Reproducibility in Science

© fouroaks | stockfresh.com

In 2011 a University of Virginia psychologist named Brian Nosek began the Reproducibility Project. He simply wanted to see if the reported problem with reproducing the scientific findings of published research studies in psychology was true. Nosek and his team recruited 250 research psychologists, many of whom volunteered their time to double-check what they considered to be the important works in their field. They identified 100 studies published in 2008 and rigorously repeated the experiments while in close consultation with the original authors. There was no evidence of fraud or falsification, but “the evidence for most published findings was not nearly as strong as originally claimed.”

Their results were published in the journal Science:Estimating the Reproducibility of Psychological Science.” In a New York Times article about the study, Brian Nosek said: “We see this is a call to action, both to the research community to do more replication, and to funders and journals to address the dysfunctional incentives.” The authors of the journal article said they conducted the project because they care deeply about the health of psychology and believe it has the potential to accumulate knowledge about human behavior that can advance the quality of human life. And the reproducibility of studies that further that goal is central to that aim. “Accumulating evidence is the scientific community’s method of self-correction and is the best available option for achieving that ultimate goal: truth.”
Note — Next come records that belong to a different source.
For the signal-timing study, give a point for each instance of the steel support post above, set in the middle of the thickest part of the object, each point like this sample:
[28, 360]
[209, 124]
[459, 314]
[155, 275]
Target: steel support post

The present results suggest that there is room to improve reproducibility in psychology. Any temptation to interpret these results as a defeat for psychology, or science more generally, must contend with the fact that this project demonstrates science behaving as it should. Hypotheses abound that the present culture in science may be negatively affecting the reproducibility of findings. An ideological response would discount the arguments, discredit the sources, and proceed merrily along. The scientific process is not ideological. Science does not always provide comfort for what we wish to be; it confronts us with what is.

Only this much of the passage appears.